A Day in the Pre-Internet World*
*As Understood by Someone Born in 2002
You wake up to the sound of your clock radio. You grab it, along with your landline, camera, calculator, calendar, and fax machine, before heading out the door.
Standing on the sidewalk, you yell, “Uber!,” as loud as you can. Wouldn’t you know it, one pulls up to take you to school about twenty minutes later. The front is reserved for Luddites who still carry their clocks and radios separately, so you wander to the back of the big yellow Uber. Without gadgets and screens to distract you, you use this opportunity to make meaningful friendships with every other student on board, except for the forty-five kids you bully relentlessly. Nothing can replace the benefits of real human contact.
Homeroom. Before you can so much as balance your checkbook, one of the kids from the ride to school, Jamie, sneaks up and pantses you! At least it’s over quickly. No one outside the room will ever know it happened, and it’s not as if Jamie’s future employers will be able to Google the incident in the encyclopedia. You start to think that everything’s going to be O.K. “Not so fast,” he warns you. Jamie always did have a knack for knowing what you were thinking and even what you were narrating aloud. “Lookie here.” He holds up—a Polaroid! Jamie has a Polaroid of you with your pants down in homeroom. Even Mrs. Pillikers is laughing at you. It totally sucks that images are proof of something and not just a suggestion of something that might have happened. You grab the Polaroid and destroy it. Then you pull up your pants.
After learning the finite amount of information the world has to offer, you decide to leave school early. Now no one who cares about you has any idea where you are, and you have no idea where anyone you care about is—complete peace. That night, the house phone rings. It could be anyone in the entire world. You pick up. Jamie surrenders: “I’m sorry about today.”

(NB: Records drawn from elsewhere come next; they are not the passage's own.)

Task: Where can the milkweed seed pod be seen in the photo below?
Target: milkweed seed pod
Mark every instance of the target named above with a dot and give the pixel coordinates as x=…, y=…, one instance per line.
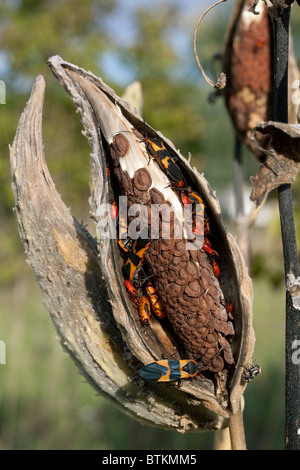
x=247, y=60
x=282, y=163
x=101, y=326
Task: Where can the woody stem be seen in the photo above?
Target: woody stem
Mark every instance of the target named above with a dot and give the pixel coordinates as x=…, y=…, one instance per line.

“That’s O.K.,” you lie. You’re going to kill that son of a bitch.
Your plan is simple: you’re going to do it, and then you’re going to lie about it. You open the Yellow Pages and search for an entry labelled “How to kill someone,” and then for one labelled “How to delete Yellow Pages search history.” No luck on either score, but now you’ll be in great shape if you ever need hospice.
After printing out the Maps app, you bike over to Jamie’s. All the bases are covered: Your checkbook is balanced. The street lights are on, so everyone thinks you’re at home. Wait—what if someone telephones and you miss it? You knock on Jamie’s door and ask his dad’s permission to plug in your landline, just in case. He’s cool with it. He’s honestly a pretty chill guy over all. Sucks that you have to kill him now, too.
I’ll skip the gory details, but let’s just say no one’s going to be pulling your pants down again. The next morning, the police knock on your door. “Could we please search your home?” they ask. You ask if they have a warrant. They do. You rip it up. “Goddammit,” one officer says. “That was our only copy. Someone’s gotta figure out a better way to keep a record of this stuff.” They leave and come back with another warrant; this time, they hold it just out of your reach. Inside, one of the cops starts poking at your Canon A-1. “Anything in here we should know about?” he asks.
“Go ahead and check,” you say. So he opens the film compartment, instantly destroying all the selfies you took with Jamie and his dad the night before. Lesson: All it takes is an unimaginably small amount of ingenuity, and you can get away with any crime you set your mind to.
You’re writing all this up on a legal pad for your monthly newsletter, when a second cop startles you, rather rudely: “There! Look—it’s right there!” He’s pointing at something in the Yellow Pages, but you’re not nervous. You used a page-to-page encryption that only a Yellow Pages specialist could crack. The cop dog-ears the page and asks to use your landline. Of course he can. A few minutes later, there’s another knock at the door.